Surtout, le rapport souligne un point souvent éludé : la modulation du nucléaire n’est pas seulement la conséquence du solaire, mais aussi d’une demande électrique insuffisante. EDF a d’ailleurs étudié des scénarios alternatifs reposant sur une électrification plus dynamique des usages, qui réduiraient les coûts globaux du système, limiteraient le soutien public aux renouvelables et amélioreraient la rentabilité du parc nucléaire.
Un timing qui interroge
La divulgation de ce document, resté confidentiel pendant des mois, la veille d’une réunion clé à Matignon avec les représentants des énergies renouvelables, interroge sur son opportunité. Elle illustre en creux les tensions persistantes autour de la PPE et la difficulté à sortir d’un débat binaire opposant nucléaire et renouvelables.

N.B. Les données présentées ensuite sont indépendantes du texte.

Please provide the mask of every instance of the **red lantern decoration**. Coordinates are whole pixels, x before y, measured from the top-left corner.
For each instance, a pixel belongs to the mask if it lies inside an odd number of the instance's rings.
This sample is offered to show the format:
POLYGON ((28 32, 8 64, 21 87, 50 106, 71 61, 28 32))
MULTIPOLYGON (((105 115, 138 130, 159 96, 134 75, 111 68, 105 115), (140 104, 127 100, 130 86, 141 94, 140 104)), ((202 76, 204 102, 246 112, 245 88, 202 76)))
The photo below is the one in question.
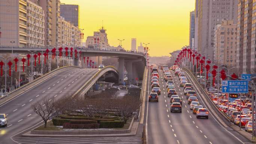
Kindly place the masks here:
POLYGON ((19 59, 17 58, 15 58, 13 61, 15 62, 15 71, 17 72, 17 62, 19 61, 19 59))
POLYGON ((23 70, 23 72, 24 72, 24 63, 25 63, 25 62, 26 61, 26 59, 25 59, 25 58, 23 58, 21 59, 21 61, 22 61, 22 62, 23 63, 23 66, 22 67, 22 69, 23 70))
POLYGON ((37 57, 37 55, 36 54, 34 55, 34 58, 35 59, 35 67, 36 66, 36 58, 37 57))
POLYGON ((1 66, 1 76, 3 76, 3 66, 4 65, 4 63, 3 61, 0 61, 0 66, 1 66))
POLYGON ((28 59, 28 64, 27 64, 28 66, 29 66, 29 59, 30 58, 30 56, 31 56, 29 53, 27 55, 27 58, 28 59))
POLYGON ((37 53, 37 55, 38 55, 38 63, 40 64, 40 56, 41 56, 41 53, 40 52, 37 53))
POLYGON ((11 76, 12 75, 12 63, 10 61, 9 61, 7 63, 8 65, 9 66, 9 76, 11 76))

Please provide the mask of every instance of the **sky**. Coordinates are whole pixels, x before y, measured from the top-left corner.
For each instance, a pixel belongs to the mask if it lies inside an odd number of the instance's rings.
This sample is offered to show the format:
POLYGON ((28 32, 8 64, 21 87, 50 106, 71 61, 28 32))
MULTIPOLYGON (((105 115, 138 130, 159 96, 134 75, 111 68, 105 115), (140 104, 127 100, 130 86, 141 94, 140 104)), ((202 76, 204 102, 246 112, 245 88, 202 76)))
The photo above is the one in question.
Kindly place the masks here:
POLYGON ((169 53, 189 44, 189 12, 194 0, 61 0, 78 4, 80 28, 85 36, 103 26, 111 46, 130 50, 131 39, 147 45, 151 56, 170 56, 169 53))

À mesure que le système électrique français devient plus flexible, décentralisé et piloté par les usages, le rapport d’EDF rappelle une évidence : la transition énergétique ne se résume pas à un affrontement technologique, mais pose avant tout la question de l’anticipation de la demande, du stockage, de la flexibilité et de la cohérence européenne. Un terrain sur lequel, paradoxalement, nucléaire et renouvelables pourraient bien se retrouver.